Welcome to the third installment of a five part tutorial series on the recordlinkage python package. Each tutorial will cover a specific stage of the data integration workflow. The topics and links for each tutorial are included below:
1. Data Pre-processing
2. Indexing
3. Record Comparison
4. Classification
5. Data Fusion (Coming Soon…)

Goal

By the end of this tutorial you should be comfortable using both threshold and learning based methods to classify candidate record pairs as matching/non-matching.

Classification is an important step in the data integration processes, as it is how we determine which record pairs correspond to matches and non-matches (and sometimes possible matches). Threshold-based methods offer a simple and easy to understand approach to classification. Alternatively, supervised or unsupervised learning models offer a more sophisticated way to address the task of classification. Regardless of the approach we use, the records which are determined to be matches will fused in the next step of data integration.
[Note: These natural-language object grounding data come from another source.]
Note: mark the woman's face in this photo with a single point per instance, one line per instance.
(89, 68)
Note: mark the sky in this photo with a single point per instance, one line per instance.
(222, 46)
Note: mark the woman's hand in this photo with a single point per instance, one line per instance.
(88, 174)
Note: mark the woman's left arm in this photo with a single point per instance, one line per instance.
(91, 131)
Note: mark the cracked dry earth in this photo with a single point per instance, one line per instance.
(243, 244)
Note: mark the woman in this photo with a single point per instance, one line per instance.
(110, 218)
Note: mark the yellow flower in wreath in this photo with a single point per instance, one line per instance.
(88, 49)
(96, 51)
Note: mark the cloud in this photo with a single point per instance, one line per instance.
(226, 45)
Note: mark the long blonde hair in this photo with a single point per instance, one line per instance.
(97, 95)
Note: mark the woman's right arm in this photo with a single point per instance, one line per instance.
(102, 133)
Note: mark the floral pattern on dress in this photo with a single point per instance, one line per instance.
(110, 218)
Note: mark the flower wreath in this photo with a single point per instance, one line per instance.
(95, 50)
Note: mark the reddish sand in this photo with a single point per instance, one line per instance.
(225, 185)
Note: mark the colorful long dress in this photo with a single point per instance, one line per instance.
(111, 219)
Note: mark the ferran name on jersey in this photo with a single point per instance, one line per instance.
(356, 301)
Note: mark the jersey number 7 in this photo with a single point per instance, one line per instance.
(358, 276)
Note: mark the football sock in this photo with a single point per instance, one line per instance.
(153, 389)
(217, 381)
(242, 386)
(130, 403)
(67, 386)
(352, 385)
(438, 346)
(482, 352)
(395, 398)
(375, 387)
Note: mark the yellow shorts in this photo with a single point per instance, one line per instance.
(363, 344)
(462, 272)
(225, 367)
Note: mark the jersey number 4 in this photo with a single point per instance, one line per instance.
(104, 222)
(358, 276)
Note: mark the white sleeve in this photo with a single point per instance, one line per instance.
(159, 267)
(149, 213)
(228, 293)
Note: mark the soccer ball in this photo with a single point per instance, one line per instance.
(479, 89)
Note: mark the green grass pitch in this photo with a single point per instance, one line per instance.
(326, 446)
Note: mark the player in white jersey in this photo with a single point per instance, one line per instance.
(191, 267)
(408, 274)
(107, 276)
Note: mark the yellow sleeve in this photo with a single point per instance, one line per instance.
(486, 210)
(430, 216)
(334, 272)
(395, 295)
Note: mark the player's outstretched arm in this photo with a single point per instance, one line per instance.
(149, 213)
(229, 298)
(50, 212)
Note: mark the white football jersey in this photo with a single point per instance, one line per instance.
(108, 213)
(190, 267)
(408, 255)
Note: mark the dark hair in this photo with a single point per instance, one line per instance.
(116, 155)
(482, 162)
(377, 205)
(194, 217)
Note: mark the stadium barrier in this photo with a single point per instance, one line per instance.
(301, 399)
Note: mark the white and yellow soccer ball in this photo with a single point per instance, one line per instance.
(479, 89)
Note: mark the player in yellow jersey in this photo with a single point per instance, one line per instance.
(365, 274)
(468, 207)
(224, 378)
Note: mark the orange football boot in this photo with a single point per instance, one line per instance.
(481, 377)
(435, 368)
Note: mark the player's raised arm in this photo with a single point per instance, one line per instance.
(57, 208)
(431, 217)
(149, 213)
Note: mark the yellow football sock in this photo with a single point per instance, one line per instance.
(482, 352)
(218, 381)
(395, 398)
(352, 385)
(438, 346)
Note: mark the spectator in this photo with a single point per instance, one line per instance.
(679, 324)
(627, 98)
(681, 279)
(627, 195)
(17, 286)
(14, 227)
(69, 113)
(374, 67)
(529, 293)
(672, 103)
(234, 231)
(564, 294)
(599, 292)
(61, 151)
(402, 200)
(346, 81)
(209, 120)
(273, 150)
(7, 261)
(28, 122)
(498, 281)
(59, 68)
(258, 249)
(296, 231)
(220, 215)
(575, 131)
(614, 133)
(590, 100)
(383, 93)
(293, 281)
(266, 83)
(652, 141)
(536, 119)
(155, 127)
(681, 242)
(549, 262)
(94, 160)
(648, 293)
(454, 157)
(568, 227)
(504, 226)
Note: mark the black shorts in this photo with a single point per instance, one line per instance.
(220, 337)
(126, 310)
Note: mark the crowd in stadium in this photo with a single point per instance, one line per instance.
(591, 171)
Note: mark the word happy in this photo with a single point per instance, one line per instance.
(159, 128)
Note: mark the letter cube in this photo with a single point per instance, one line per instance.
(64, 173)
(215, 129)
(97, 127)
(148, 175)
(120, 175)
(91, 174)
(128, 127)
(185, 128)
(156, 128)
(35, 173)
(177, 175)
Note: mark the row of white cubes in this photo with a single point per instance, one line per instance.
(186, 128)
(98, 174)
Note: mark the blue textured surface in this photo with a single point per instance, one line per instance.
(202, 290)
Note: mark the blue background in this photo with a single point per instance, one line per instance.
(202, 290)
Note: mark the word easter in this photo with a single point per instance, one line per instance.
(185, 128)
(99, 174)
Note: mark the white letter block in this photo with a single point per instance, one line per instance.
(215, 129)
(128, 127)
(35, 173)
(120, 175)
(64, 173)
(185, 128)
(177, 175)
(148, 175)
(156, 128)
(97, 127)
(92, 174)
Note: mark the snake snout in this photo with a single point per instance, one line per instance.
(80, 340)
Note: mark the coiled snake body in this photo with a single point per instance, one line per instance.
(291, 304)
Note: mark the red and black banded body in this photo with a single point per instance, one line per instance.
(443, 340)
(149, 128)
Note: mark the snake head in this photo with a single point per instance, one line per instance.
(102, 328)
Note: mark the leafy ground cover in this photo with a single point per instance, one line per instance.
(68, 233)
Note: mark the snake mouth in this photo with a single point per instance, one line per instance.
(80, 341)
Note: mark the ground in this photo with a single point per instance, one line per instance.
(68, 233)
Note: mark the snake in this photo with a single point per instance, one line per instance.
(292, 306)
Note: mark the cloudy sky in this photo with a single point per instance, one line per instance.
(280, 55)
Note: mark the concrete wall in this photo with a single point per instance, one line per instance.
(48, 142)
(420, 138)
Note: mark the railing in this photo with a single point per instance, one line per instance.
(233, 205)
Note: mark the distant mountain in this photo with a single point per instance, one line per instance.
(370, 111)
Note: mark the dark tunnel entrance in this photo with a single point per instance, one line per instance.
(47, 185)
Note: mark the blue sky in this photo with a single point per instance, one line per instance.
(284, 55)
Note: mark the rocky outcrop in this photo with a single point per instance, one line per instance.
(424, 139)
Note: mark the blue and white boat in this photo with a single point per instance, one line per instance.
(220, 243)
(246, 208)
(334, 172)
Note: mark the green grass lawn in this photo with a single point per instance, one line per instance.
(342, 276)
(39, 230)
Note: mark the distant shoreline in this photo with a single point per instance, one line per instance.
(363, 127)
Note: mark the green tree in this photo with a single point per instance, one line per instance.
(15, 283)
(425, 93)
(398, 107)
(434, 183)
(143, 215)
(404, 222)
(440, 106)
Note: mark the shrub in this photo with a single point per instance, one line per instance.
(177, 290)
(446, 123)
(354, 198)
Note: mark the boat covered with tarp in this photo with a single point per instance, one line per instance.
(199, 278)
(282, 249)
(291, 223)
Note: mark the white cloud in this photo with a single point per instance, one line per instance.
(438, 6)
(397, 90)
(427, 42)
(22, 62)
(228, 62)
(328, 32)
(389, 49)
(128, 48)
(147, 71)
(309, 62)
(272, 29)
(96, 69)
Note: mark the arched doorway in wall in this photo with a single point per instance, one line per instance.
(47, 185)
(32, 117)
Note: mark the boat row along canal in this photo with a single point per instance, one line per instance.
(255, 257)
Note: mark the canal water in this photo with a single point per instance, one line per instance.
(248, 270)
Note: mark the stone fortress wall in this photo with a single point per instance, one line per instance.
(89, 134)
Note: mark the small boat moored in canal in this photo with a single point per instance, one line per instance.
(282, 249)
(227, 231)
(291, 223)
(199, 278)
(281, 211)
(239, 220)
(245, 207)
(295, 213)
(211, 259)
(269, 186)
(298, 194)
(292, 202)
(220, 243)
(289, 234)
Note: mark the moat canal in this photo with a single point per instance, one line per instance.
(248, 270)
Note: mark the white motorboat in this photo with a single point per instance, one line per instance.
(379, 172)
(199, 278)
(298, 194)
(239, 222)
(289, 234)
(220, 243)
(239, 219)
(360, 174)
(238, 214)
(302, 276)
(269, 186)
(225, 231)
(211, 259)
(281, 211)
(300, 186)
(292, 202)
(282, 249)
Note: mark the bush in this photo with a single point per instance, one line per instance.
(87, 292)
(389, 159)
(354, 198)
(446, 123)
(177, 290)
In this tutorial, we will be examining two product data sets, one from Amazon and one from Google. Our task is to identify the products which appear in both datasets. You can download both datasets here. Five rows from each data set have been included below.

Google

id name description manufacturer price
http://www.google.com/base/feeds/snippets/11125907881740407428 learning quickbooks 2007 learning quickbooks 2007 intuit 38.99
http://www.google.com/base/feeds/snippets/11538923464407758599 superstart! fun with reading & writing! fun with reading & writing! is designed to help kids learn to read and write better through exercises puzzle-solving creative writing decoding and more! 8.49
http://www.google.com/base/feeds/snippets/11343515411965421256 qb pos 6.0 basic software qb pos 6.0 basic retail mngmt software. for retailers who need basic inventory sales and customer tracking. intuit 637.99
http://www.google.com/base/feeds/snippets/12049235575237146821 math missions: the amazing arcade adventure (grades 3-5) save spectacle city by disrupting randall underling's plan to drive all the stores out of business and take over the city. solve real-world math challenges in the uniquely entertaining stores and make theme successful again. 12.95
http://www.google.com/base/feeds/snippets/12244614697089679523 production prem cs3 mac upgrad adobe cs3 production premium mac upgrade from production studio premium or standard adobe software 805.99

Amazon

id title description manufacturer price
b000jz4hqo clickart 950 000 - premier image pack (dvd-rom) broderbund 0.00
b0006zf55o ca international - arcserve lap/desktop oem 30pk oem arcserve backup v11.1 win 30u for laptops ... computer associates 0.00
b00004tkvy noah\'s ark activity center (jewel case ages 3-8) victory multimedia 0.00
b000g80lqo peachtree by sage premium accounting for nonpr... peachtree premium accounting for nonprofits 20... sage software 599.99
b0006se5bq singing coach unlimited singing coach unlimited - electronic learning ... carry-a-tune technologies 99.99

Preliminary Work

The code below tackles the steps of pre-processing, indexing, and record comparison, each of which were introduced in previous blog posts. Since we working with a fair sized data set, this code may take a few minutes to run.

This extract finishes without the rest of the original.